The first input gate corresponding to the

input variables

The input weights of ,

for

the moment

The first input gate corresponding to the

hidden layer variables

the loop weight.

上述进一步方案的有益效果是，利用长短时记忆门对数据进行建模，有效提取时序依赖关系，从而达到时序预测的效果。The beneficial effect of the above-mentioned further scheme is that the long-short-term memory gate is used to model the data, and the time-series dependencies can be effectively extracted, so as to achieve the effect of time-series prediction.

进一步的，所述S3中计算预测误差的方式为：Further, the method of calculating the prediction error in the S3 is:

；

;

其中，

表示时刻的平均预测误差，n表示输入输出的向量长度，

为t时刻的输入数据，

为t时刻的预测数据。in,

Represents the average prediction error at the moment, n represents the vector length of the input and output,

is the input data at time t,

is the forecast data at time t.

上述方案的有益效果是，由于每天的特征数据是一个向量，为了后续阈值选择以及积液预测的方便，故使用每天预测误差向量的期望来代表当天的预测误差值。The beneficial effect of the above solution is that, since the characteristic data of each day is a vector, for the convenience of subsequent threshold selection and effusion prediction, the expectation of the daily prediction error vector is used to represent the prediction error value of the day.

进一步的，所述S4中动态阈值的计算方式表示为：Further, the calculation method of the dynamic threshold in the S4 is expressed as:

；

;

其中，

为动态阈值向量，

函数的意义为从动态阈值向量中选择使公式

最大化的动态阈值

，

为预测误差向量的均值，

为预测误差向量的标准差，z为权重系数，

为去掉异常值后的数据均值差，

为预测误差值向量，

为

时刻的误差值

，

为预测误差窗口大小，

为去掉异常值后的数据标准差之差，

为满足

的误差值

的集合，

为

集合中连续误差值的集合。in,

is the dynamic threshold vector,

The meaning of the function is to select the formula from the dynamic threshold vector

maximized dynamic threshold

,

is the mean of the prediction error vector,

is the standard deviation of the prediction error vector, z is the weight coefficient,

In order to remove the outliers, the mean difference of the data,

is the prediction error value vector,

for

time error

,

is the prediction error window size,

In order to remove the outliers, the standard deviation of the data,

to satisfy

error value of

collection of

for

The set of consecutive error values in the set.

上述方案的有益效果是，使用动态的方法来挑选阈值避免了固定阈值法一刀切的模式，使得挑选出的阈值由近期生产情况确定，符合工业生产实况。The beneficial effect of the above solution is that using a dynamic method to select the threshold value avoids the one-size-fits-all model of the fixed threshold value method, so that the selected threshold value is determined by the recent production situation and conforms to the actual industrial production.

附图说明Description of drawings

图1为本发明基于深度异常检测的井筒积液检测方法的流程示意图。FIG. 1 is a schematic flowchart of a wellbore fluid detection method based on depth anomaly detection according to the present invention.

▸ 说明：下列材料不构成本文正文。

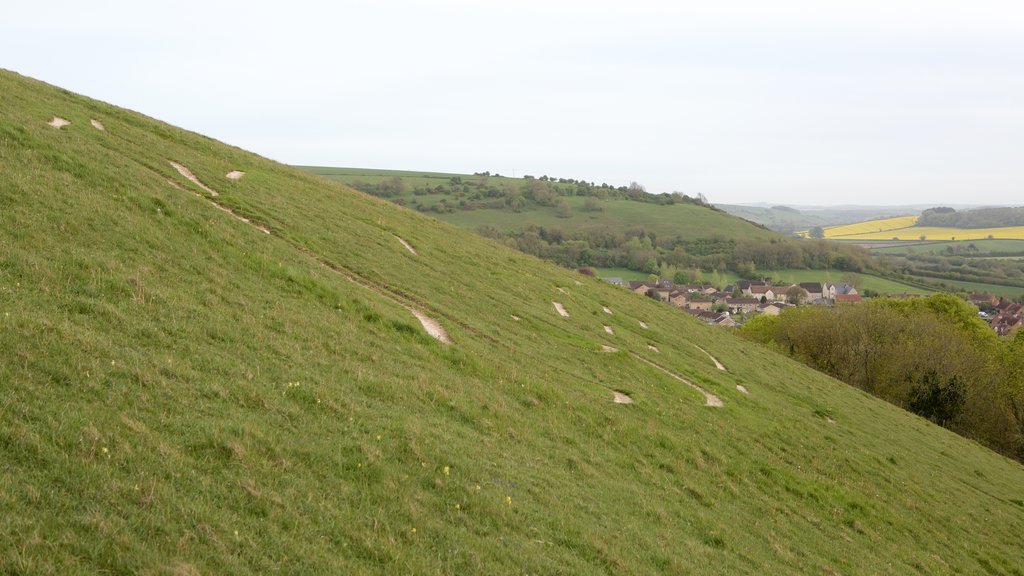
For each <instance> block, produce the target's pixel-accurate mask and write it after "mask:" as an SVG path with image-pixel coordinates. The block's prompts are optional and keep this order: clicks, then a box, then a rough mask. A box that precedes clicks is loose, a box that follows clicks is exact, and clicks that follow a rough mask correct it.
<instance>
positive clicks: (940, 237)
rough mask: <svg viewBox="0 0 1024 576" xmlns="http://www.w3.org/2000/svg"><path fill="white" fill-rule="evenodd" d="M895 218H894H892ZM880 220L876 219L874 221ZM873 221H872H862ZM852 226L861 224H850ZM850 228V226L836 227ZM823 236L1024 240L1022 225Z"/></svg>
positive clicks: (897, 229) (830, 236)
mask: <svg viewBox="0 0 1024 576" xmlns="http://www.w3.org/2000/svg"><path fill="white" fill-rule="evenodd" d="M894 219H895V218H894ZM878 221H882V220H876V222H878ZM862 223H865V224H866V223H874V222H862ZM851 225H853V227H857V225H861V224H851ZM838 228H844V229H846V228H850V227H838ZM825 237H826V238H828V239H829V240H921V239H922V238H924V240H933V241H937V240H985V239H987V238H993V239H996V240H1024V227H1004V228H979V229H962V228H931V227H906V228H900V229H893V230H885V231H880V232H869V231H868V232H865V233H861V234H844V235H835V234H831V230H830V229H829V230H825Z"/></svg>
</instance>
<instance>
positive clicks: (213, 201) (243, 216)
mask: <svg viewBox="0 0 1024 576" xmlns="http://www.w3.org/2000/svg"><path fill="white" fill-rule="evenodd" d="M167 183H169V184H171V186H172V187H174V188H176V189H178V190H180V191H181V192H190V191H187V190H185V189H183V188H181V184H179V183H178V182H176V181H174V180H172V179H170V178H167ZM191 194H195V195H196V196H197V197H199V198H202V199H203V200H206V201H207V202H209V203H210V204H212V205H213V207H214V208H216V209H218V210H220V211H221V212H226V213H228V214H230V215H231V216H232V217H233V218H234V219H237V220H239V221H240V222H245V223H247V224H249V225H251V227H253V228H255V229H256V230H258V231H260V232H262V233H263V234H270V230H269V229H267V228H266V227H263V225H260V224H258V223H256V222H254V221H252V220H250V219H249V218H247V217H245V216H243V215H242V214H239V213H237V212H234V211H233V210H231V209H230V208H226V207H224V206H221V205H220V204H217V203H216V202H214V201H213V200H210V199H209V198H206V197H204V196H202V195H200V194H197V193H195V192H193V193H191Z"/></svg>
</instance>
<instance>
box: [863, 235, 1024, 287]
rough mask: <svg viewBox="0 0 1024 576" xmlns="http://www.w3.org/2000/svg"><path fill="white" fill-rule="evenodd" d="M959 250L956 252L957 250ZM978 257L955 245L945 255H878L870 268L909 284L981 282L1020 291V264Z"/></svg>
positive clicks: (1019, 261) (1021, 272) (1022, 268)
mask: <svg viewBox="0 0 1024 576" xmlns="http://www.w3.org/2000/svg"><path fill="white" fill-rule="evenodd" d="M957 250H959V251H957ZM981 255H982V254H981V253H979V252H977V249H975V251H971V250H970V246H968V247H967V248H964V247H961V246H957V247H956V249H955V250H953V249H952V247H950V250H948V251H947V252H946V253H928V252H923V253H912V252H911V253H908V254H905V255H882V256H879V257H878V258H877V259H876V261H874V266H876V269H877V270H879V271H880V272H881V273H882V274H884V275H886V276H888V277H890V278H897V279H904V280H909V281H911V282H912V281H913V280H914V279H918V278H930V279H939V280H957V281H963V282H982V283H985V284H996V285H1000V286H1015V287H1020V288H1022V291H1024V268H1022V266H1021V261H1020V260H1017V259H1010V258H1006V259H1004V258H991V257H979V256H981Z"/></svg>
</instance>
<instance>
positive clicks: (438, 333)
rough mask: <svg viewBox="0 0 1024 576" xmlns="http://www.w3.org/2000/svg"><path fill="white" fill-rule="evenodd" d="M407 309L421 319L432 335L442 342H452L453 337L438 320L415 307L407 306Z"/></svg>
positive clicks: (419, 320)
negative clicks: (452, 337) (420, 311)
mask: <svg viewBox="0 0 1024 576" xmlns="http://www.w3.org/2000/svg"><path fill="white" fill-rule="evenodd" d="M406 310H408V311H409V312H411V313H413V316H415V317H416V319H417V320H419V321H420V324H422V325H423V329H424V330H426V331H427V334H430V335H431V336H433V337H434V338H436V339H437V340H440V341H441V342H444V343H445V344H451V343H452V338H450V337H449V335H447V332H445V331H444V328H442V327H441V325H440V324H438V323H437V321H436V320H434V319H432V318H430V317H428V316H427V315H425V314H423V313H422V312H420V311H418V310H416V308H414V307H410V306H406Z"/></svg>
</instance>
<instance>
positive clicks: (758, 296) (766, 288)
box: [749, 284, 775, 302]
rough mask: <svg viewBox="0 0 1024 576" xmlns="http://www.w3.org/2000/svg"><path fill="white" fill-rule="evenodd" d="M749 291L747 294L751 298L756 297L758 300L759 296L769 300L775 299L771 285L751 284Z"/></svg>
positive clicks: (770, 300) (759, 298) (774, 295)
mask: <svg viewBox="0 0 1024 576" xmlns="http://www.w3.org/2000/svg"><path fill="white" fill-rule="evenodd" d="M750 292H751V293H750V294H749V295H750V296H751V297H752V298H757V299H759V300H760V299H761V298H765V299H766V300H767V301H769V302H771V301H774V300H775V292H774V291H773V290H772V288H771V286H765V285H764V284H760V285H751V286H750Z"/></svg>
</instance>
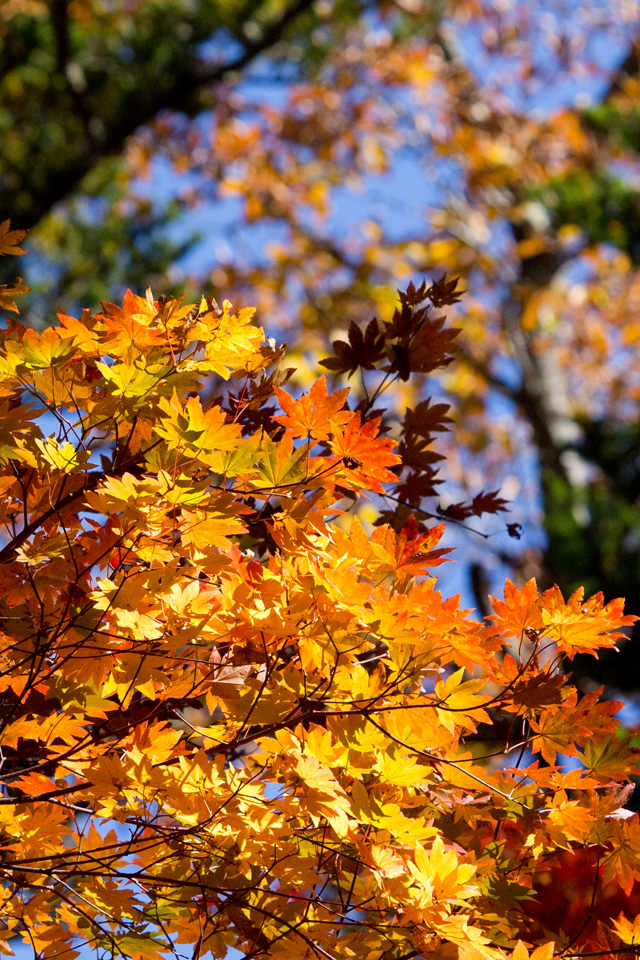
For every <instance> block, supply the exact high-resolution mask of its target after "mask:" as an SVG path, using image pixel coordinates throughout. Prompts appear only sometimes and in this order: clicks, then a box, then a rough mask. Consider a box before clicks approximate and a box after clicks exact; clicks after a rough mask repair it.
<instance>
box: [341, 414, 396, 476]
mask: <svg viewBox="0 0 640 960" xmlns="http://www.w3.org/2000/svg"><path fill="white" fill-rule="evenodd" d="M379 430H380V420H379V419H375V420H367V421H366V422H365V423H362V421H361V417H360V413H353V414H351V415H350V416H349V419H348V420H345V421H344V423H343V425H341V426H337V425H336V426H335V428H334V430H333V431H332V433H333V436H332V437H331V439H330V441H329V447H330V449H331V453H332V454H333V456H334V457H336V458H337V459H338V460H341V461H342V463H343V465H344V467H345V472H346V473H347V478H348V480H349V481H350V482H351V483H354V484H357V485H358V486H360V487H363V488H364V489H367V490H373V491H375V492H377V493H384V488H383V487H382V484H383V483H393V482H395V481H396V480H397V477H396V475H395V473H391V471H390V470H389V469H388V467H392V466H395V465H396V464H398V463H400V457H399V456H398V455H397V454H395V453H391V450H392V449H393V447H394V446H395V441H394V440H390V439H389V438H388V437H379V436H378V433H379Z"/></svg>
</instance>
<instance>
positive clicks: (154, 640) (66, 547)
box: [0, 224, 640, 960]
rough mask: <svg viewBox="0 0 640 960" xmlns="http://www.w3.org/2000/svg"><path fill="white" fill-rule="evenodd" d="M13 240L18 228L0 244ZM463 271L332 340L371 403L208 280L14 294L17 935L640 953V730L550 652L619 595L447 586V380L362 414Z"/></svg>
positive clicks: (244, 942) (421, 953) (14, 469)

图2为本发明实施例降维自编码器结构示意图。FIG. 2 is a schematic structural diagram of a dimension reduction autoencoder according to an embodiment of the present invention.

图3为本发明实施例特征融合示意图。FIG. 3 is a schematic diagram of feature fusion according to an embodiment of the present invention.

图4为本发明实施例LSTM模型结构示意图。FIG. 4 is a schematic structural diagram of an LSTM model according to an embodiment of the present invention.

具体实施方式Detailed ways

下面对本发明的具体实施方式进行描述，以便于本技术领域的技术人员理解本发明，但应该清楚，本发明不限于具体实施方式的范围，对本技术领域的普通技术人员来讲，只要各种变化在所附的权利要求限定和确定的本发明的精神和范围内，这些变化是显而易见的，一切利用本发明构思的发明创造均在保护之列。The specific embodiments of the present invention are described below to facilitate those skilled in the art to understand the present invention, but it should be clear that the present invention is not limited to the scope of the specific embodiments. For those skilled in the art, as long as various changes Such changes are obvious within the spirit and scope of the present invention as defined and determined by the appended claims, and all inventions and creations utilizing the inventive concept are within the scope of protection.

一种基于深度异常检测的井筒积液检测方法，如图1所示，包括如下步骤：A wellbore fluid detection method based on depth anomaly detection, as shown in Figure 1, includes the following steps:

S1、获取SCADA 生产高频数据并对其进行降维；S1. Obtain high-frequency data produced by SCADA and reduce its dimensionality;

SCADA 数据为从 SCADA 生产数据采集系统中读取处的生产高频数据，时间级为秒级，能详细反映生产过程中天内数据波动情况。经过数据清洗操作后，SCADA 数据一天一个特征就有 17279 条，具有高维性的特点。SCADA data is the production high-frequency data read from the SCADA production data acquisition system, and the time level is in seconds, which can reflect the data fluctuations in the production process in detail. After the data cleaning operation, there are 17,279 pieces of SCADA data per day, which has the characteristics of high dimensionality.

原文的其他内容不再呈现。